Here’s the thing: my beloved golden, Jenny, passed away on October 30th of 2022. I’m writing this on the last day of August, nearly one calendar year later, and I continue to partake in grief education and support groups, which has proven to be immensely helpful. Shortly after she passed, however, my feature thriller script, Skull Creek Canyon, placed as a finalist in two middle-upper tier competitions: Roadmap Writers JumpStart Writing Competition (top 25) and Final Draft Big Break (top 10 thriller). The finalist placements also jettisoned the script up on Coverfly’s Red List. It ranked in the top 1% of all projects (more than 100,000), and peaked as the #9 thriller feature on the entire site.
It was cool to see my script listed in a trio of top-25 lists, but I obviously wasn’t feeling too celebratory following Jenny’s loss.
The thing is: competitions are as much luck as they are skill. Yeah, you have to have a solid piece of writing, but it also has to resonate with the judges who are reading it…and they can be anybody on this planet. Or any other planet for that matter.
I’m not joking but I totally wish I was.
For example, I used to work for a now-defunct education company that taught children how to make movies in the early days of digital cameras (circa 2007). Part of their business was running an also-now-defunct film festival which had its own screenplay contest. Who were the judges reading the screenplays? Why, people from around the office, of course. Some were highly qualified with impressive Hollywood resumes. Others? Not so much. I remember one individual didn’t even know how to properly format a screenplay, yet she was apparently qualified to judge them.
Another example: earlier this year I applied to be a reader for a screenplay competition that operates out of New York. Someone from the organization got in touch to inform me that the position was unpaid. This may not sound like a big deal, but because a lot of competitions shroud their judges in secrecy, learning that a contest uses volunteers tends to discredit it. And it’s not like this competition was highly thought of to begin with.
Other competitions tout their judges as being “industry professionals,” which as empty of a term as companies claiming they offer “generous and competitive pay” in job postings but refuse to post any figures. I mean, technically you can call me an industry professional as well.
I’m not saying these competitions are bad or their judges are full of crap. Not at all. And it may not be a good idea to identify the judges anyway since there are so many weirdos out there.
What I’m saying is that, well, competitions are a total crapshoot.

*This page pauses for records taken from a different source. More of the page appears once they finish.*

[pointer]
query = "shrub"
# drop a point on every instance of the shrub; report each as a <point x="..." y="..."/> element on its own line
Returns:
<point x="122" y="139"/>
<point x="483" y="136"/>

The Academy Nicholl Fellowship (yes, that Academy) assigns each script to two readers. If the script scores high enough, then it goes to a third. That’s it. Essentially, two people stand between you and an infusion of pride for placing in the quarterfinals of the most respected competition out there. Last year, I actually purchased reader comments to see inside the mindset of the judges who read Skull Creek Canyon. The first reader wasn’t a huge fan, but their feedback was helpful. The second reader’s notes didn’t talk about much of anything beyond the first 10 pages, and what it did focus on wasn’t helpful at all. So, those were my two readers.
The thing is, I know that Skull Creek Canyon is a polarizing script. The fact that it has placed so highly in a few contests and then totally flunked out of a couple others I think reinforces that idea. It’s not for everyone.
So, how do I interpret my success? I actually break apart the original luck/skill ratio and ask myself the question: is the success of Skull Creek Canyon based more on luck or more on skill?
If it had placed in just one contest, then I would suggest it’s more luck than anything else. But finishing as a finalist in these two generally respected competitions starts to legitimize the idea that this is a frickin’ awesome script.